Pregnancy and the Pelvic Floor

The pelvic floor is a set of muscles in the floor of the pelvic area that support the organs in the pelvis like the uterus, bladder, and rectum. These muscles help keep your bladder from leaking.

Amongst other factors like trauma, repeated straining from constipation, and being very overweight, vaginal childbirth can weaken the muscles of the pelvic floor. In order to strengthen the muscles, Kegel exercises may be suggested.

Kegels' Benefits

Symptoms of a weak pelvic floor overlap with some of the side effects of being pregnant, but generally, when you have trouble tightening and relaxing your pelvic floor muscles, this may be called pelvic floor dysfunction or pelvic floor weakness.

Strengthening your pelvic floor with Kegel exercises can help symptoms such as:

  • Leakage of stool or urine
  • Constipation or pain with bowel movements
  • Painful urination
  • Frequent need to urinate
  • Pain with intercourse
  • During a bowel movement, feeling like you aren’t “done”
  • Lower back pain

Your doctor will need to do an examination of your pelvic floor and the surrounding muscles in order to establish a clinical diagnosis.

He or she may want to wait until you've recovered from childbirth to see if any of the symptoms have changed. However, these symptoms may be signs of other ailments as well, so be sure to bring them up at your appointment. Your doctor will take a holistic look and, if need be, order subsequent tests to definitively find out the root cause of the symptoms.

Performing Kegels

Kegels are simple, repetitive squeezes or tightening of the muscles. You do not need any special equipment to perform these exercises, just an understanding of which muscles to focus on and how to perform the exercises.

Identifying the Muscles

In order to find the correct muscles, there are some things you can try.

  • The next time you urinate, stop the urine mid-stream with your muscles; these are the muscles you will use during Kegels. In fact, that’s the exact muscle squeeze you do during kegel exercises – but don't do your Kegels while you urinate (doing so increases risk of UTIs).
  • Lie down and insert a clean finger into your vagina. Squeeze your muscles as if you were holding in urine. If you feel the tightening around your finger, you’ve got the right muscles.

If you’re really having difficulty isolating the muscles, ask your doctor or gynecologist to help you, especially if you think you might be doing the exercises incorrectly.

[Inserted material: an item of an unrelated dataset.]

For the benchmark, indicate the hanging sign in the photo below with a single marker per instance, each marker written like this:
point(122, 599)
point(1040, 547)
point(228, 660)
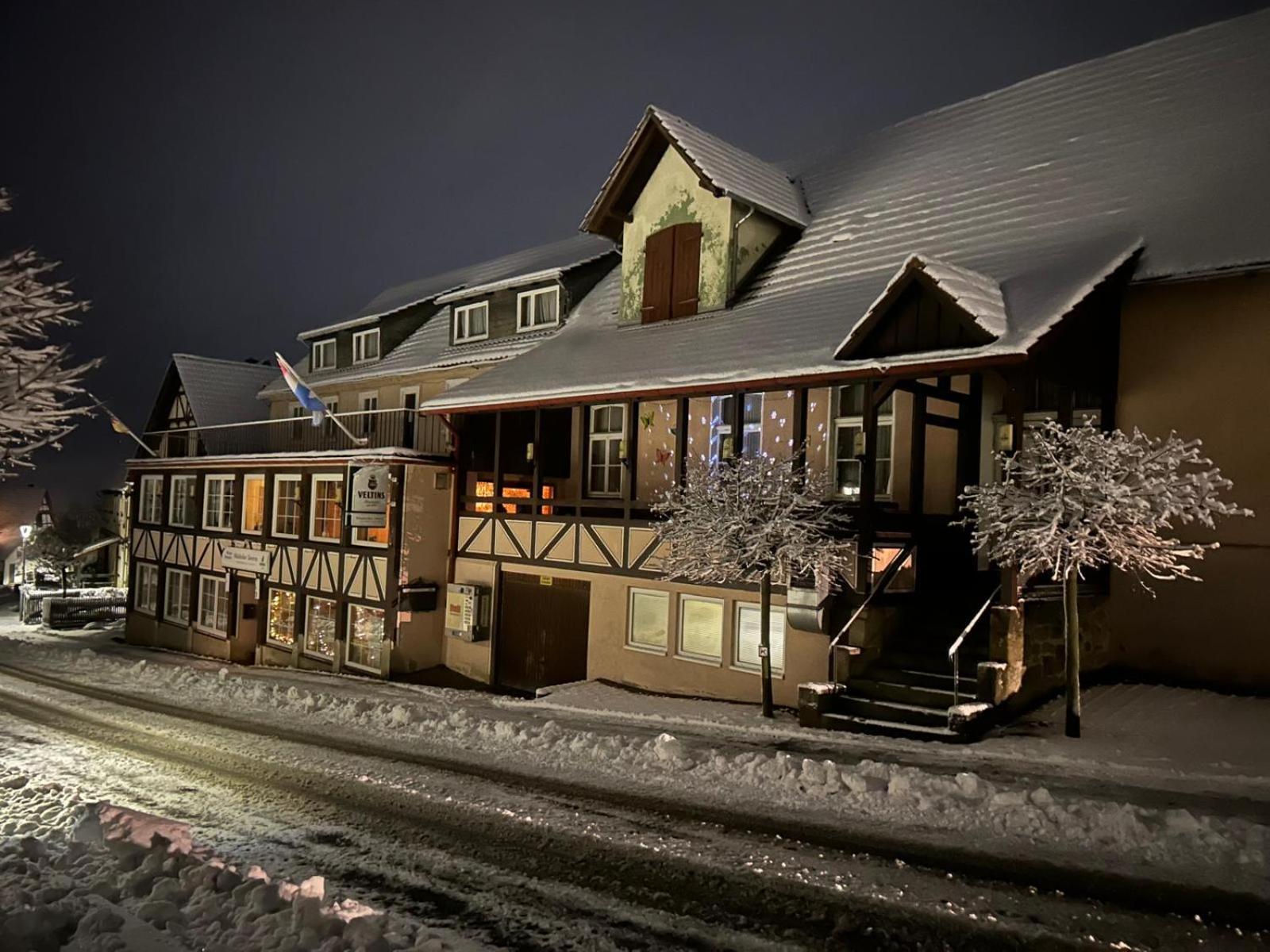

Sometimes weighted vaginal cones that you insert and squeeze can be helpful in showing you which muscles to use; some doctors also use biofeedback with Kegel exercises in order to monitor pelvic floor activity.

Performing the Exercise

You can do the exercises lying down, sitting, or standing. Ideally, you should do all three positions each day for maximum strength.

To perform the exercise, pull up the pelvic muscles and squeeze for a count of three, then relax for a count of three. You want to eventually be able to work up to 10 to 15 repetitions each time you do Kegels. Aim to do the exercises at least 3 times a day.

Common Mistakes

When doing your Kegels, try not to squeeze or tighten other muscles like your stomach or legs. This can interfere with the pelvic muscles and actually put pressure on your bladder if you're tightening the muscles around the pelvic floor instead of the actual pelvic floor muscles.

Don’t do your Kegels while you urinate. This can lead to not completely emptying your bladder, increasing your risk of urinary tract infections.

Tracking Improvement

Like any workout regimen, it takes some time to see any muscle strength improvement when doing Kegels. Many people start to notice a change in their bladder strength within three to six weeks of regularly doing their kegel exercises.

A Word From Verywell

Kegels are easy exercises that can make a big difference, and once you get the hang of them, they’re easy to fit into your everyday life. If you’re experiencing urine or stool leakage, especially during pregnancy or after you’ve given birth, talk with your obstetrician about kegel exercises and how they might be helpful for you.